Oh okay that makes sense, Im just sort of still confused with how the answer to the first one needs to be layed out
I got y = ³√(1/5x) +3
And yes that is a new equation on my second post, and yeah I meant that, sorry will remember to put brackets next time.
y = ³√(1/5x) +3 is good
Just make sure when you type the bracket part (1/5x) , it is only 5 that is divided and not the 5 as well
that is why I wrote it as (x/5)
Your new problem:
y = (x-2)/(5x-3) -----> x = (y-2)/(5y-3) as the inverse
cross-multiply
5xy - 3x = y-2
5xy - y = 3x - 2
y(5x - 1) = 3x - 2
y = (3x-2)/(5x - 1)
test by taking any suitable value for x in the original
I suggest x = 2, (worked for me)
Could you explain why it wouldnt be 1/5x again? Because isnt there an invisible 1 beside the x, and so when we divide the 5 doesnt it become 1/5x?

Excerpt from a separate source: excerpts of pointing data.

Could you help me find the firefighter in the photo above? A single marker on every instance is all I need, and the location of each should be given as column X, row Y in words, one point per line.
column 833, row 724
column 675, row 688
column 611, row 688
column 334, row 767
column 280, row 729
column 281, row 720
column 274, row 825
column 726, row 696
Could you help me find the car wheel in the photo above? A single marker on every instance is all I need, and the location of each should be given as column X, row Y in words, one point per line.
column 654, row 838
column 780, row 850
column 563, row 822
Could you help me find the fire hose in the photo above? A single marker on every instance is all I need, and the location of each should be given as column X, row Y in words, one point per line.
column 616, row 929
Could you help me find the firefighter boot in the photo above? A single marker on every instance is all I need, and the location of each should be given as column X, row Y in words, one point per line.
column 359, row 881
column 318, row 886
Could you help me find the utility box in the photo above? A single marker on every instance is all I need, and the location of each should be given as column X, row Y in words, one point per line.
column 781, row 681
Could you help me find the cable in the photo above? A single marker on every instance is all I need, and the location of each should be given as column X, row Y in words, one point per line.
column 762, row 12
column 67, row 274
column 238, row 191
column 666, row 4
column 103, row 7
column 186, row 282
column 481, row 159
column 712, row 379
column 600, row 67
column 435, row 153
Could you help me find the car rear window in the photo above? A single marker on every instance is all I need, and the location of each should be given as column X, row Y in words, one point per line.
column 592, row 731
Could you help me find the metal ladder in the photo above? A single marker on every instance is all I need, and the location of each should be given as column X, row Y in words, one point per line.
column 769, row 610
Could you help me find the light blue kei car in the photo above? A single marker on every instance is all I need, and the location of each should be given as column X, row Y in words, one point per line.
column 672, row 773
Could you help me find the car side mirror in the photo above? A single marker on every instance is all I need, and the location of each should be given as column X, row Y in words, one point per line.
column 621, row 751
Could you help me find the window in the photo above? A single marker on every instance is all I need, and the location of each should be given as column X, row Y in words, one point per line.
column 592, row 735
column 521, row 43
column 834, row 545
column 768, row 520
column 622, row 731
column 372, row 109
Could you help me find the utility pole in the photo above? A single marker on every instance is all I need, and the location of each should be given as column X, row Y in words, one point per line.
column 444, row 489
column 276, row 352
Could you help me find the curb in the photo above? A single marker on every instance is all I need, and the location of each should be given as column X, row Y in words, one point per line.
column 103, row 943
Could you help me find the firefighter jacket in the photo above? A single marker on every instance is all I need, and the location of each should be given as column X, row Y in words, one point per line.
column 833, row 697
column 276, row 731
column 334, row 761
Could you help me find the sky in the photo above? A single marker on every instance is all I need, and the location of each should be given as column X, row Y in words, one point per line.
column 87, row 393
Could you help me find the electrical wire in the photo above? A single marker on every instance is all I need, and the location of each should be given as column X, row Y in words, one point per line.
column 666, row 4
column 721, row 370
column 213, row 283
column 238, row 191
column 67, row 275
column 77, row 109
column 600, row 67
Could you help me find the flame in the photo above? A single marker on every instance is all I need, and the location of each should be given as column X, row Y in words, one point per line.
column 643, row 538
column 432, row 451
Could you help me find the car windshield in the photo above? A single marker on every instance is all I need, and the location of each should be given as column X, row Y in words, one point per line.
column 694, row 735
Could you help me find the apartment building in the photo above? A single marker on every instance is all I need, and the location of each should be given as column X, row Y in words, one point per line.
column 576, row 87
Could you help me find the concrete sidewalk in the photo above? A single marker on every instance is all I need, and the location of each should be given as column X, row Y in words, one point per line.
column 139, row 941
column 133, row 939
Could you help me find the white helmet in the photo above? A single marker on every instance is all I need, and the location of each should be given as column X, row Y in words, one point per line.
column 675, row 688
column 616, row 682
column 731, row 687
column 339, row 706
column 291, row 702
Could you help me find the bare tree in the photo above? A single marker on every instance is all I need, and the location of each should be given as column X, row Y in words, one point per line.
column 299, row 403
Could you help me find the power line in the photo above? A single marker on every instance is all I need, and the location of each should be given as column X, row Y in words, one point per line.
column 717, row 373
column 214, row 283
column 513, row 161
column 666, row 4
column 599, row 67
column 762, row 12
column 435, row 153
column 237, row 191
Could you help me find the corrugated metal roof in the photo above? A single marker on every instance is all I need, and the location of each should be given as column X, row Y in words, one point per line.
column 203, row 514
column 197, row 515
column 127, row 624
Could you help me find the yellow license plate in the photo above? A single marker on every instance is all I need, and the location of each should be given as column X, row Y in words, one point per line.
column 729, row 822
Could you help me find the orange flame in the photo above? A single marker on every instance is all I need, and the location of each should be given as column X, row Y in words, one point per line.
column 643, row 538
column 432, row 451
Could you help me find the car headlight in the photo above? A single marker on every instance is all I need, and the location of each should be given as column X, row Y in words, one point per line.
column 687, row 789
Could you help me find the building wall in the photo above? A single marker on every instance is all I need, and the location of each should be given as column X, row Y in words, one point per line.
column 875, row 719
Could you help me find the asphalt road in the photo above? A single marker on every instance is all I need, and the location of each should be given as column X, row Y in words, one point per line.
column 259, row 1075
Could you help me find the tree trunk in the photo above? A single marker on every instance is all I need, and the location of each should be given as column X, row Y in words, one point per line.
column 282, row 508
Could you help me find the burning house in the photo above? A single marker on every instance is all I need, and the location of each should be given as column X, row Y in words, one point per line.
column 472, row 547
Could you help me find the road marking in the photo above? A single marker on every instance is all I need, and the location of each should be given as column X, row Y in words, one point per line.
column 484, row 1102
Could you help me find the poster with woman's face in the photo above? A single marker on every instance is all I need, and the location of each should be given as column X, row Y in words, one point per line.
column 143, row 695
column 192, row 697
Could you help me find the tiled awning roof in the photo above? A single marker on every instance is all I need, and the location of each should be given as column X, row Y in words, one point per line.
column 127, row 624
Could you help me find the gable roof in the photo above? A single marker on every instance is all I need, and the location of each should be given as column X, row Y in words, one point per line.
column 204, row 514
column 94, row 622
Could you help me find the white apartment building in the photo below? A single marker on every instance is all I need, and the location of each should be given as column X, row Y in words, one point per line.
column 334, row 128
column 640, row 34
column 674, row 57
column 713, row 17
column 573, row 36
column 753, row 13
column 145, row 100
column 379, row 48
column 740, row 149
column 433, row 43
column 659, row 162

For the second equation to get rid of 5y-3 on the bottom you multiply it on the other side? Could you explain step by step the whole cross multiplication?
I didn't say it shouldn't be 1/5x
I just wanted you to be aware of the difference between
1/5x and 1/(5x)
for your second part of your question ....
look at
x = (y-2)/(5y-3) , so far ok ?
or
x/1 = (y-2)/(5y-3)
the common denomator is 5y-3 , so multiply each side by that
x(5y-3) = (y-2)/(5y-3) * (5y-3) , the * means multiply
so after you cancel the 5y-3 on the right, you get
x(5y-3) = 1(y-2)
now look at that pattern.
Did we not multiply the top of the left fraction by the bottom of the second fraction, and the bottom of the first fraction by the top of the 2nd fraction?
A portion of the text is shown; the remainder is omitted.